According to the U.S. Department of Labor, the state with the highest minimum wage in the country is Washington, where workers earn at least $7.35 per hour. Oregon comes in second, with wages of $7.25.
As of July 2004 in Sonoma, Calif., workers must be paid $11.70 with health benefits, or $13.20 without health benefits, according to the Boston-based Living Wage Resource Center. Meanwhile, workers in Oklahoma employed at companies with annual gross sales less than $100,000 can be paid as little as $2 per hour, according to the Labor Department.
Unfortunately, though many states have adjusted the minimum wage to better suit standards of living, the federal minimum remains a paltry $5.15 per hour, and Indiana is among the many states that resist raising the minimum wage above the federal level.
Compare this mentality with that of neighboring Illinois, where college students working the same kinds of jobs like those many students at Ball State University have earn an hourly wage of $6.50.
While many students at Ball State might drool at the idea of making $7.35 an hour in Washington, even that is not a living wage, the Living Wage Resource Center's Web site said. According to the Web site, a living wage would range from $8 per hour for a single parent with one child to $20 or more per hour for two parents with two children, depending on the city and the cost of living there.

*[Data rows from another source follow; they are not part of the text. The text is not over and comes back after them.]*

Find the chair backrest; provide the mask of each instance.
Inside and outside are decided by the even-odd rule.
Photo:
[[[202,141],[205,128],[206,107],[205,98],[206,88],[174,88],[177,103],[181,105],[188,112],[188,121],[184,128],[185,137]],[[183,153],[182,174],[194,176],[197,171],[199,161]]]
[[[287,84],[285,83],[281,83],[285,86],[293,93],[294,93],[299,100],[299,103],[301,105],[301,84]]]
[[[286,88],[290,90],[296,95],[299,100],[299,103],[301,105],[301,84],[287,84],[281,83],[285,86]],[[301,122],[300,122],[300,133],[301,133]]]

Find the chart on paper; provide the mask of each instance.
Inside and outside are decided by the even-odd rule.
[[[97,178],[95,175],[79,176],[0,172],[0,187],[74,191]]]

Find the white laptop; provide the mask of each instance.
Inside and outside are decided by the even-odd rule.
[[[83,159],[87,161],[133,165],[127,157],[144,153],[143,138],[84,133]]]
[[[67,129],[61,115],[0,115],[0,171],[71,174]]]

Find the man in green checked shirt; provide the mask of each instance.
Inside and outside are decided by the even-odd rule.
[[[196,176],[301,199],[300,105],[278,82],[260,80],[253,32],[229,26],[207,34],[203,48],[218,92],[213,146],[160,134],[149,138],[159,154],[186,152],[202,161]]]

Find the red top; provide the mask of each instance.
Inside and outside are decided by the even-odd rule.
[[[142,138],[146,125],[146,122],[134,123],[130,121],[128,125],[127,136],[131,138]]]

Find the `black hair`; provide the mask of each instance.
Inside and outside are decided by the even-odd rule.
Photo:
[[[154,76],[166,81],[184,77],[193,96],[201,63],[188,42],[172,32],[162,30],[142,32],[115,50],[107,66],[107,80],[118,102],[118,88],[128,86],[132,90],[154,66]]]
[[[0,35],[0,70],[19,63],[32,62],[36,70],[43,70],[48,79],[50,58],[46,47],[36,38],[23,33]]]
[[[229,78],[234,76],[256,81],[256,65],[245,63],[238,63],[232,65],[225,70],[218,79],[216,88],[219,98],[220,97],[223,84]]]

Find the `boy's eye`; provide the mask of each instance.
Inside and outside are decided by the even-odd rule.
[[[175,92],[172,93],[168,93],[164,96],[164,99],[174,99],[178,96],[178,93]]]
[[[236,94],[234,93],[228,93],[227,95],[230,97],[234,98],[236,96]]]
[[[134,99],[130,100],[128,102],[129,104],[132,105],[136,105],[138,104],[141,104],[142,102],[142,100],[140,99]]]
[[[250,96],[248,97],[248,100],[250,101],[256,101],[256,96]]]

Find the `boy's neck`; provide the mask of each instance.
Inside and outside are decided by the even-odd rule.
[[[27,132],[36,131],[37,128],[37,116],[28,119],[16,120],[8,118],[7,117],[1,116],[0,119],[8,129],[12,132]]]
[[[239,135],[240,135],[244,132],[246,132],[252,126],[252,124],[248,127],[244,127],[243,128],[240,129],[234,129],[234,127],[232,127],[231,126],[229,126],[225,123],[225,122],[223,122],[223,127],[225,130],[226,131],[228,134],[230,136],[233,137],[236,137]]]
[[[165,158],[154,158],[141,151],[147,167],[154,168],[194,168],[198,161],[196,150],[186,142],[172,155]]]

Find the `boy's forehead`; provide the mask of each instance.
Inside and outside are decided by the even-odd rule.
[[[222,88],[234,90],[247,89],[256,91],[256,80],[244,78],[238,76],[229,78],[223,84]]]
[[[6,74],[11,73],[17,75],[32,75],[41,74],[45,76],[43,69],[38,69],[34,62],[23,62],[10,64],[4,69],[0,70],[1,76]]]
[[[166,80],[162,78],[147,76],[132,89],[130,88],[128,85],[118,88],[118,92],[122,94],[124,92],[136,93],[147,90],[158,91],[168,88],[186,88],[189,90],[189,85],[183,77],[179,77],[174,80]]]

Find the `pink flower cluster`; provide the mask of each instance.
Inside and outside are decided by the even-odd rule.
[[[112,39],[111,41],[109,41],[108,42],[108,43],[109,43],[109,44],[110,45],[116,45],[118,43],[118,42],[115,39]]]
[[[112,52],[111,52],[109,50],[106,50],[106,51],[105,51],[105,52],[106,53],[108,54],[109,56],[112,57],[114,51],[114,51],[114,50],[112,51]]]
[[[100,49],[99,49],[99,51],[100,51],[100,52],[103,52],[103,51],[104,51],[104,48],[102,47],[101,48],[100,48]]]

Though $5.15 an hour might be adequate for college or high school students who only want to buy school supplies or little extras, it is not necessarily adequate for somebody who is trying to support a family. While many attempts to raise the federal minimum wage have been made, they have been successfully defeated in Congress, and the only real success in raising the minimum wage has been at the state and municipal levels.
The old rags-to-riches myth of the Andrew Carnegies and Sam Waltons of the world pulling themselves up by their bootstraps may be applicable in many cases, but while that myth contains a grain of truth, it is not universally true.
Of the 160,291 single-mother households in Indiana, 50,000 were subsisting below the poverty line, according to the U.S. Census Bureau's 1999 figures. The poverty line for last year, according to the U.S. Department of Health and Human Services, was a household income of $12, 490 for a family of two, with a $3,180 increment for each additional member of the household -- while working 40 hours per week at $5.15 an hour yields an annual income of only $10,000. This creates a poverty trap for many minimum wage earners: There are ways out of those kinds of conditions, but going to school won't make things much easier if you're already raising one or more children. Meanwhile, finding a better-paying job or getting a promotion might be impossible, especially if you're living in a town with a depressed economy and you're lucky to be working at all.
I admit that I'm fortunate enough not to be living in poverty, though I have before. I find it obscene that despite the annually rising poverty line, the minimum wage in Indiana remains at $5.15, to say nothing of states such as Kansas and Ohio, whose minimum wages are still well below the federal level ($2.65 and $4.25, respectively).
While there may be reasonable economic arguments against raising the minimum wage, I can't think of any moral arguments against it.